Les demandeurs entendent fonder leurs prétentions sur l’article 1302 du code civil. Or, ce texte n’est applicable qu’entre une personne qui a versé une somme d’argent et celle qui l’a reçue.
Il en va de même de l’article 1302-1 du même code.
Il n’est ni allégué ni démontré par Monsieur [H] [M] et Monsieur [Y] [M] qu’ils auraient versé une quelconque somme d’argent à Madame [C] [K]. Les articles 1302 et 1302-1 ne sont donc pas applicables.
L’article 1302-2 du même code dispose que « celui qui par erreur ou sous la contrainte a acquitté la dette d’autrui peut agir en restitution contre le créancier. Néanmoins ce droit cesse dans le cas où le créancier, par suite du paiement, a détruit son titre ou abandonné les sûretés qui garantissaient sa créance. La restitution peut aussi être demandée à celui dont la dette a été acquittée par erreur. »
Au sens de l’article 1302-2 alinea 1, le « créancier » est Madame [T] [F] : ce n’est pas contre elle que la présente action est dirigée.
Reste l’alinea 2 de ce texte. « Celui dont la dette a été acquittée par erreur » serait, au terme des moyens de Monsieur [H] [M] et Monsieur [Y] [M], Madame [C] [K]. Toutefois, afin que Monsieur [H] [M] et Monsieur [Y] [M] démontrent qu’ils ont acquitté « par erreur » une dette de Madame [C] [K], encore faut-il que les sommes versées par Monsieur [H] [M] et Monsieur [Y] [M] l’aient été sans titre juridique. Or, Monsieur [H] [M] et Monsieur [Y] [M] indiquent eux-mêmes que les sommes qu’ils ont été amenés à payer ont été saisies sur leurs comptes, au titre d’une décision d’un Tribunal dont ils n’indiquent pas avoir fait appel.
Monsieur [H] [M] et Monsieur [Y] [M] ne démontrent donc pas que les sommes qu’ils ont réglées à Madame [T] [F] l’ont été par « erreur » : au contraire, leurs explications démontrent l’inverse, puisque c’est en application d’une décision de justice qu’ils n’ont pas contestée, que les demandeurs ont été conduit à payer. Les demandeurs ne démontrent donc pas d’ « erreur » au sens de l’article 1302-2 alinea 2.

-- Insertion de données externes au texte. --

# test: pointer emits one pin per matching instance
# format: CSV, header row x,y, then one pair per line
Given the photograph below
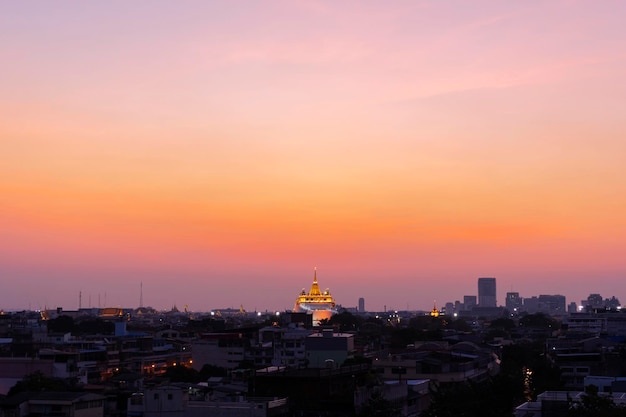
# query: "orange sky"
x,y
218,153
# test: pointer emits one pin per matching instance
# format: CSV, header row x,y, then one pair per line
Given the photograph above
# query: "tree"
x,y
592,404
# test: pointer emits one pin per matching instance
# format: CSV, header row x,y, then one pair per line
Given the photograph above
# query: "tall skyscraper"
x,y
469,302
487,292
513,301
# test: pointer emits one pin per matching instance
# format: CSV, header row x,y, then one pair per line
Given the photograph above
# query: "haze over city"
x,y
219,151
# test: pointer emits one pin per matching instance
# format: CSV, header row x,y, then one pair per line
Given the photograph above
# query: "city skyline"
x,y
217,153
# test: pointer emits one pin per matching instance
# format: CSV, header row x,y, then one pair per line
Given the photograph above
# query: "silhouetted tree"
x,y
592,404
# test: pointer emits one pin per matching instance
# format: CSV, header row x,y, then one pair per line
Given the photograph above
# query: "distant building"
x,y
595,301
320,304
328,349
572,308
553,304
513,301
469,302
487,292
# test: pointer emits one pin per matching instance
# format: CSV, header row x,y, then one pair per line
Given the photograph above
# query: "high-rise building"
x,y
487,292
469,302
552,304
513,301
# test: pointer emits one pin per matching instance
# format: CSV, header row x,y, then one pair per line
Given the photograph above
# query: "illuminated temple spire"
x,y
315,288
320,304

Monsieur [H] [M] et Monsieur [Y] [M] invoquent les articles « 1302 et suivants » du code civil : il n’incombe pas au juge de rechercher dans l’ensemble du code civil quels moyens de droit les demandeurs ont entendu implicitement invoquer. C’est aux demandeurs, qui sont représentés par avocat, de rendre clairs les moyens de droit qu’ils invoquent. Or, la partie « discussion » de leur assignation ne comporte aucun texte de droit.

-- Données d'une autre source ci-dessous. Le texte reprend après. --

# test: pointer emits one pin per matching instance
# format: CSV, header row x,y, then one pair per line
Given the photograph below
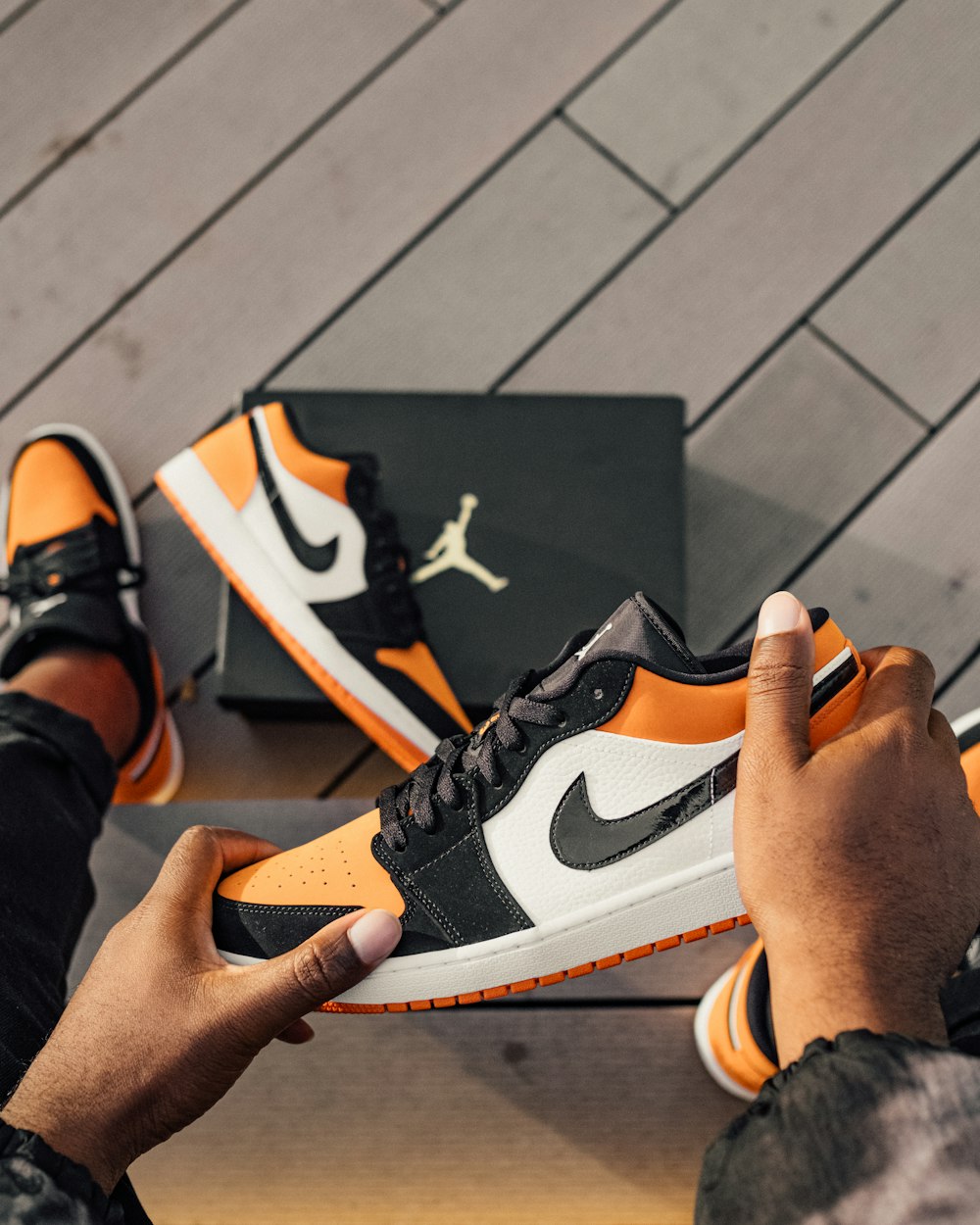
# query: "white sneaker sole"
x,y
679,909
702,1040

L’ensemble des textes éventuellement applicables du chapitre II, « le paiement de l’indu », dans lequel figure l’article 1302, ont en tous cas été examinés plus haut.

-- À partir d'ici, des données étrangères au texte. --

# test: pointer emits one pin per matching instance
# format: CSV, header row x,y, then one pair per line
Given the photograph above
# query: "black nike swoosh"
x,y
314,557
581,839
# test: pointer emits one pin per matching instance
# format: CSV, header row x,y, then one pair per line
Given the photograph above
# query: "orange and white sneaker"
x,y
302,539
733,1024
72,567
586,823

Monsieur [H] [M] et Monsieur [Y] [M] sont donc juridiquement mal fondés en leurs demandes. Ils en seront déboutés.
Sur les dépens et l’article 700 du code de procédure civile :
Il y a lieu de condamner in solidum Monsieur [H] [M] et Monsieur [Y] [M], déboutés de leurs demandes, aux entiers dépens.
Il y a lieu de débouter Monsieur [H] [M] et Monsieur [Y] [M] de leurs prétentions au titre de l’article 700 du code de procédure civile.
Sur l’exécution provisoire :
L’article 514 du code de procédure civile dispose que « les décisions de première instance sont de droit exécutoires à titre provisoire à moins que la loi ou la décision rendue n’en dispose autrement. »
La présente décision est exécutoire de droit à titre provisoire.
PAR CES MOTIFS :
Le Tribunal, statuant publiquement par mise à disposition de la décision au greffe après débats en audience publique, par jugement réputé contradictoire, rendu en premier ressort :
DEBOUTE Monsieur [H] [M] et Monsieur [Y] [M] de toutes leurs prétentions ;
CONDAMNE in solidum Monsieur [H] [M] et Monsieur [Y] [M] aux entiers dépens ;
DEBOUTE Monsieur [H] [M] et Monsieur [Y] [M] de leurs prétentions au titre de l’article 700 du code de procédure civile ;
RAPPELLE que la présente décision est exécutoire à titre provisoire ;
REJETTE les prétentions pour le surplus.
Ainsi jugé et prononcé les jour, mois et an susdits.